Dawid - jak opisywała "Gazeta Wyborcza" - twierdził, że nic nie chciał brać. Dwa miesiące wcześniej został zatrzymany przez policję z narkotykami. Rodzice co dwa dni badali go narkotestami. Jak mówił, złamał się dwa razy, ale nie tamtego wieczora. Wziął za to silny lek psychotropowy, którym poczęstował go Mateusz.
Po mieszaninie alkoholu i silnego leku miał urwać mu się film. Nad ranem Mateusz zaproponował mu drinka. Pijąc go - jak twierdził w sądzie - poczuł smak narkotyków. Między kolegami doszło do sprzeczki. Mateusz miał próbować chwycić butelkę z wódką, by nią go uderzyć. Wtedy Dawid - jak twierdził - uderzył go w twarz. Jak relacjonowała "GW", zapamiętał jeszcze jeden cios i nic poza tym.

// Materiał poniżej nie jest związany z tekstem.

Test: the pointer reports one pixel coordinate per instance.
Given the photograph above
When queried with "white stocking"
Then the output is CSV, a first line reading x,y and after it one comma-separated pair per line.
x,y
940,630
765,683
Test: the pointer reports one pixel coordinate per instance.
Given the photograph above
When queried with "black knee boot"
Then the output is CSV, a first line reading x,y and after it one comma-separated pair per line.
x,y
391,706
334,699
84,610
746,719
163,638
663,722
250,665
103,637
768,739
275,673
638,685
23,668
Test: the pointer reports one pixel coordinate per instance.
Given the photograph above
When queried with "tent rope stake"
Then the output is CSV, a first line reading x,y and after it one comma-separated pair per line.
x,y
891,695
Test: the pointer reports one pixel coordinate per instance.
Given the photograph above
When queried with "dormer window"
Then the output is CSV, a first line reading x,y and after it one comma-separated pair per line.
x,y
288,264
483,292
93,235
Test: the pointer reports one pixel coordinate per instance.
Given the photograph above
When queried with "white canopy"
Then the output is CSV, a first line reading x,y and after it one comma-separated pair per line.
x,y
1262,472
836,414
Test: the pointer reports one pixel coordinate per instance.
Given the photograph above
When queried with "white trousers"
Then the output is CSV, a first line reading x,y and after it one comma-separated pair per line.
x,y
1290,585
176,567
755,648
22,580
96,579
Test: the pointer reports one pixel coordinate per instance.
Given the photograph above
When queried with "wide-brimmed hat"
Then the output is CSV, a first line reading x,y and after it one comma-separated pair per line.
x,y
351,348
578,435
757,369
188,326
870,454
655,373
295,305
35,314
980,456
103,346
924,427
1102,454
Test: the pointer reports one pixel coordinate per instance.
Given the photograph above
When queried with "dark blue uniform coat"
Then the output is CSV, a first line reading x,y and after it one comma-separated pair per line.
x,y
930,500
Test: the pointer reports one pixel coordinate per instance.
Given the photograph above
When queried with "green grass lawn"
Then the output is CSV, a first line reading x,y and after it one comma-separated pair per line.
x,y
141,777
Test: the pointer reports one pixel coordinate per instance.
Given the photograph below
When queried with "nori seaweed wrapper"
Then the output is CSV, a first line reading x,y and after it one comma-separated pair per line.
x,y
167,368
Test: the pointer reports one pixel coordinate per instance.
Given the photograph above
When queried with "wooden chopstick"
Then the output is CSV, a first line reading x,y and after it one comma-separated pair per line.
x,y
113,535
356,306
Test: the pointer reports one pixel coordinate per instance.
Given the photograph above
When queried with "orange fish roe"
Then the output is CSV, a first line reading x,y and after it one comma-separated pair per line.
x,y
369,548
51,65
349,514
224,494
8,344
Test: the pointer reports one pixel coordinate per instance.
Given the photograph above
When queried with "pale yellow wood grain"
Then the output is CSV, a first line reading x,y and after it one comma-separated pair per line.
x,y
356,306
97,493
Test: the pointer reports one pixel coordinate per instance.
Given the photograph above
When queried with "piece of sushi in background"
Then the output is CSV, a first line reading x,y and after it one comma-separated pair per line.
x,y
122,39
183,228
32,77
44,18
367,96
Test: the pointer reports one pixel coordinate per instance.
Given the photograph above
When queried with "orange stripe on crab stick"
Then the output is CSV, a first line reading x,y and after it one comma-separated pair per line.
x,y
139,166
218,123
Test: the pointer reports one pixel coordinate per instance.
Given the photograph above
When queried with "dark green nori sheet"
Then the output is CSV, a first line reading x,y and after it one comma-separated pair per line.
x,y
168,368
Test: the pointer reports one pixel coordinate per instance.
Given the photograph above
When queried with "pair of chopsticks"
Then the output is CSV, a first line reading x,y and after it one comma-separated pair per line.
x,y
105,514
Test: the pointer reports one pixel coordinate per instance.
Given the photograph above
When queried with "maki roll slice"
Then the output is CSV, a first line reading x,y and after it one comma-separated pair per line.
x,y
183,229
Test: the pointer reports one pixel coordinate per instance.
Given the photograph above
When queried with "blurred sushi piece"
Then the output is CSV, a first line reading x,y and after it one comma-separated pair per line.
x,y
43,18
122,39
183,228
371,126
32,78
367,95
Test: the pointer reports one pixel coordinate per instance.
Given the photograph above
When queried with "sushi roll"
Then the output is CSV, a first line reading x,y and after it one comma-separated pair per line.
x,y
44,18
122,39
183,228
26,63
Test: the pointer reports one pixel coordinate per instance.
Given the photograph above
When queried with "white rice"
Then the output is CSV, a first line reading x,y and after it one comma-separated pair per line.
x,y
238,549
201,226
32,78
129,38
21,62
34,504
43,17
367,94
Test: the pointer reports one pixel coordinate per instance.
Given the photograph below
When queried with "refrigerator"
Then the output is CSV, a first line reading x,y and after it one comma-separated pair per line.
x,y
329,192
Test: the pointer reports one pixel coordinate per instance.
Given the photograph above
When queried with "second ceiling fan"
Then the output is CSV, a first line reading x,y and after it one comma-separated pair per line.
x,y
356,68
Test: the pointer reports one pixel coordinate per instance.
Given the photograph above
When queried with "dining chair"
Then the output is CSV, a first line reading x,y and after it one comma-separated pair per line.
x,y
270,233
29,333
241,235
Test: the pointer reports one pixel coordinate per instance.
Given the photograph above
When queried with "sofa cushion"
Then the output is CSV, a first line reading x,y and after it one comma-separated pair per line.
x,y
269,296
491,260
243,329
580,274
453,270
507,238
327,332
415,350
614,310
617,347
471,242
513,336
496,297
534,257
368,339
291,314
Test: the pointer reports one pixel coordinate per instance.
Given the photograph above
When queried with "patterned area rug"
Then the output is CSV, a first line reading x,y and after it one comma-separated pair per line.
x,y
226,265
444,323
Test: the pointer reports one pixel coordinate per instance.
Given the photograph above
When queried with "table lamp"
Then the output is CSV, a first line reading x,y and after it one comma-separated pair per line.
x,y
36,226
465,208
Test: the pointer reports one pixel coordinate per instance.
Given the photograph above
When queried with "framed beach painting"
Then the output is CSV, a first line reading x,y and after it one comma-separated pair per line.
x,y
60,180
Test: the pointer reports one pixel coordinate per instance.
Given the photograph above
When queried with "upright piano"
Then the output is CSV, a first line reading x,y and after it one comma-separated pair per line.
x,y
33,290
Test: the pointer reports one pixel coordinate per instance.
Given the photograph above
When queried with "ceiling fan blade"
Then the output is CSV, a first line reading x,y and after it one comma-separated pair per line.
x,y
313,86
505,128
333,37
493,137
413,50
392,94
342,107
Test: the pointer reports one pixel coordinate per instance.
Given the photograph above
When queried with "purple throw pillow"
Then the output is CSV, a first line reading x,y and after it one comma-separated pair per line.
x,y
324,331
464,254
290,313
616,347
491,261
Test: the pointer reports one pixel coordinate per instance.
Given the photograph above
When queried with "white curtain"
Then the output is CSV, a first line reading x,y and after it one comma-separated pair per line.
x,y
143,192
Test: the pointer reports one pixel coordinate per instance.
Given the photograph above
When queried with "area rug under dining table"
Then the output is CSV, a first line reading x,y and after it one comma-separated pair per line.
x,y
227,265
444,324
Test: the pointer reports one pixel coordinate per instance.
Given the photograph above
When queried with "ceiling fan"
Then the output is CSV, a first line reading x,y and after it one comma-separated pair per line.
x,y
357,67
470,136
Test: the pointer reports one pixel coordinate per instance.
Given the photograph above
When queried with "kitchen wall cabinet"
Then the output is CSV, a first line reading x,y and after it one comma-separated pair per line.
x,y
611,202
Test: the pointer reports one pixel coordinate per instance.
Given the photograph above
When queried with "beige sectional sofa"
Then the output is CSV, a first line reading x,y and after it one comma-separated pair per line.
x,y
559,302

Biegli wykazali u Mateusza 23 obrażenia, z czego połowę w obrębie głowy i twarzy.
Chłopaka leżącego we krwi zobaczył mieszkający piętro niżej dziadek Dawida, który zaniepokojony hałasem, zajrzał do mieszkania, w którym znajdował się wnuk. - Nic mu nie jest. Okradł mnie - miał usłyszeć starszy mężczyzna.
Obok Mateusza leżały mop i szmaty. Gdy Dawida zatrzymała policja, zasnął.
Ciężko pobity Mateusz trafił do szpitala. "Głowa była wielka jak piłka, oczy jak śliwki, uszy wciśnięte do środka. Rozpoznałam syna dopiero po tatuażu" - mówiła "Gazecie Wyborczej" matka chłopaka.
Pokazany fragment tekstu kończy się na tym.